De cualquier manera, moveré su tema a Automotríz.v

Saludos


----------



## ocierD (Nov 8, 2006)

hola, disculpa por las Mayusculas EinSoldiatGott.

Gracias por lo de la interrupcion de corriente del carro, ya no es tan vaga la idea que tenia sobre el corte de corriente, bueno.

Ahora no se si tambien me podrias decir como es que aumento el voltaje de 3 volts, q es aproximadamente la salida de una compuerta, quisiera aumentarlo a 12 volts, porfavor, ayudame, lo que pasa es que no se mucho, apenas he pasado 2 semestres de mi carrera, gracias. 

Espero me ayudes de nuevo.


----------



## EinSoldiatGott (Nov 8, 2006)

ocierD dijo:
			
		

> hola, disculpa por las Mayusculas EinSoldiatGott.
> 
> Gracias por lo de la interrupcion de corriente del carro, ya no es tan vaga la idea que tenia sobre el corte de corriente, bueno.
> 
> ...



Hola, la salida de una compuerta es aporximadamente 5v, puede acoplarla a 12v con un transistor o un opto 4n26, pero para que quiere elevarlo a 12v???

Saludos


----------



## ocierD (Nov 8, 2006)

lo q pasa es q tomare la salida de la ultima comuerta NAND, para que sea la que interrumpa la corriente, del automovil, es decir, cuando llegue la señal al flip-flop, donde se ve el interruptor, sera la señal de un celular, ya que medi el voltaje que da un celular cuando llega una llamada y y da 2 volts, lo cual es un "1" logico, el cual es muy bueno para el circuito, para cuando a una persona le roben el carro pueda hablar por el celular y desactive la energia del carro, eso hace que el carro se detenga, y no avance mas. 

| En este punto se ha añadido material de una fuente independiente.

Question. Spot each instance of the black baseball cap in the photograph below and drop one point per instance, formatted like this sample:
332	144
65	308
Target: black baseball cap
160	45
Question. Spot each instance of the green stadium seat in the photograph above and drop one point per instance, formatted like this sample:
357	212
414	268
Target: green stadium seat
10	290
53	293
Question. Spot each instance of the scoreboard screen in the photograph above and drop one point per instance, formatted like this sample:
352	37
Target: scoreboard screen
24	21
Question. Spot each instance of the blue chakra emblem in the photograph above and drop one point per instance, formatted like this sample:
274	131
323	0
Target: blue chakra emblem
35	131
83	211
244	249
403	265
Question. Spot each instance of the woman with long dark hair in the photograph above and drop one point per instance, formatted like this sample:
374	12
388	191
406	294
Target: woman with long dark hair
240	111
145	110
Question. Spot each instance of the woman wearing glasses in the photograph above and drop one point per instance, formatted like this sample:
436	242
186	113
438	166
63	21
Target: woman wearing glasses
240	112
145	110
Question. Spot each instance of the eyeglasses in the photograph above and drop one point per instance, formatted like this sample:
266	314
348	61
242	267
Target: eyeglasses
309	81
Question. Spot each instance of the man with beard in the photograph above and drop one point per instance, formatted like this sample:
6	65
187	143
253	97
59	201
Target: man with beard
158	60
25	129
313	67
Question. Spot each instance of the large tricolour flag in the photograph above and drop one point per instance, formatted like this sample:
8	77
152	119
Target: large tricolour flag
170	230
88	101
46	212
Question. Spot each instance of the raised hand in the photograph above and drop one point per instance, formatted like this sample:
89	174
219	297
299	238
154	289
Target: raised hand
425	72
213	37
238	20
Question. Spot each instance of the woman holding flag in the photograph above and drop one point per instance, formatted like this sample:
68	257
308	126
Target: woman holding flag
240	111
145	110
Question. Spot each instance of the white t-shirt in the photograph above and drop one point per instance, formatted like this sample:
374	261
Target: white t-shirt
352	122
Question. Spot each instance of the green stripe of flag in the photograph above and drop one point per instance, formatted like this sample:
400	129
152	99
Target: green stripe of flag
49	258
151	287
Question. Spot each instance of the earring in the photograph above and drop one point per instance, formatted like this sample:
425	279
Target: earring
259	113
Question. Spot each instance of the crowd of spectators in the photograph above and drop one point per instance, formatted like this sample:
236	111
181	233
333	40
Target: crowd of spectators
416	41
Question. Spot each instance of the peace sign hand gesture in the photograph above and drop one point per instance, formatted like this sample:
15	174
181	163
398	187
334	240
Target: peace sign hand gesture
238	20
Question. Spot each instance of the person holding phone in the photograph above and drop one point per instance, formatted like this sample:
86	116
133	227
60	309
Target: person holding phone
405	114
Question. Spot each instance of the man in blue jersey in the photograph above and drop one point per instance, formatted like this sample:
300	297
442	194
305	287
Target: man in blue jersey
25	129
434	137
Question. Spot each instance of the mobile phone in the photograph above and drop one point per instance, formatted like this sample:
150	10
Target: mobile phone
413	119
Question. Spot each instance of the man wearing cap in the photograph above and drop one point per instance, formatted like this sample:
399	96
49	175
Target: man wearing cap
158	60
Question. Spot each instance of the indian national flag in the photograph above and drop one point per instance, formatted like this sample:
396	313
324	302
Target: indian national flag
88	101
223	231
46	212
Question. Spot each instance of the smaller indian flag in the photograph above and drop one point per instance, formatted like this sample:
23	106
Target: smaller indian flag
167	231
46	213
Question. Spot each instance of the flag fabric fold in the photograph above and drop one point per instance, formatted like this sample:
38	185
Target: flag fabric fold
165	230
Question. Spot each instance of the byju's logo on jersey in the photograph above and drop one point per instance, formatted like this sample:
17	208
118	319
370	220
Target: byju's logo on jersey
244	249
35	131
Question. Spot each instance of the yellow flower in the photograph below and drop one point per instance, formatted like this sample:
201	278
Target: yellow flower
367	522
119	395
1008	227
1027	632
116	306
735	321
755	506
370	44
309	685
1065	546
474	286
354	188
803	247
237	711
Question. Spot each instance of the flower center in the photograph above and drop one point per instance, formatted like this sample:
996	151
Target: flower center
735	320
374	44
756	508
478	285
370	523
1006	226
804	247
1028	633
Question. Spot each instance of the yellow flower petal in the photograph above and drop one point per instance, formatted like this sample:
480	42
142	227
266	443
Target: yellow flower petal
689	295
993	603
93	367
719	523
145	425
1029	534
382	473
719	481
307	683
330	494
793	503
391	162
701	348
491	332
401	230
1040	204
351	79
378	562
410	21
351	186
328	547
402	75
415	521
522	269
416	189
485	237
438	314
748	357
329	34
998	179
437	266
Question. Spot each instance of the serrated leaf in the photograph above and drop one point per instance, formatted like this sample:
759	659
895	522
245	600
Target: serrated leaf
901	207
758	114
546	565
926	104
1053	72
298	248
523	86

Bueno... como te decia, la compuerta NAND es como la continuidad del cable de corriente, creo q ya sabes q es lo q hare, vdd?, bueno, muchas gracias, intentare lo del 4n26, por q lo del transistor, creo q es mas complicado, gracias, muchas  gracias EinSoldiatGott. Hasta pronto


----------



## EinSoldiatGott (Nov 8, 2006)

ocierD dijo:
			
		

> lo q pasa es q tomare la salida de la ultima comuerta NAND, para que sea la que interrumpa la corriente, del automovil, es decir, cuando llegue la señal al flip-flop, donde se ve el interruptor, sera la señal de un celular, ya que medi el voltaje que da un celular cuando llega una llamada y y da 2 volts, lo cual es un "1" logico, el cual es muy bueno para el circuito, para cuando a una persona le roben el carro pueda hablar por el celular y desactive la energia del carro, eso hace que el carro se detenga, y no avance mas.
> 
> Bueno... como te decia, la compuerta NAND es como la continuidad del cable de corriente, creo q ya sabes q es lo q hare, vdd?, bueno, muchas gracias, intentare lo del 4n26, por q lo del transistor, creo q es mas complicado, gracias, muchas  gracias EinSoldiatGott. Hasta pronto



Hola, esta idea la tení ayo también pero me detuve de hacerl acuando vi que el carro de mi primo ya usaba eso y su sistema no solo corta al corriente, sino que envía la ubicación de GPS, manda información del estado de las puertas abierto/cerrado

En fin, un amigo hiso algo similar, pero el utilizó unos adornos que les ponen a los celulares, que cuando el celular recibe una llamada, el adornito prende unos leds, así que lo que el hiso fue utilizar uno de esos adornitos y hacer que en lugar de prender un led se encendiera una alarma.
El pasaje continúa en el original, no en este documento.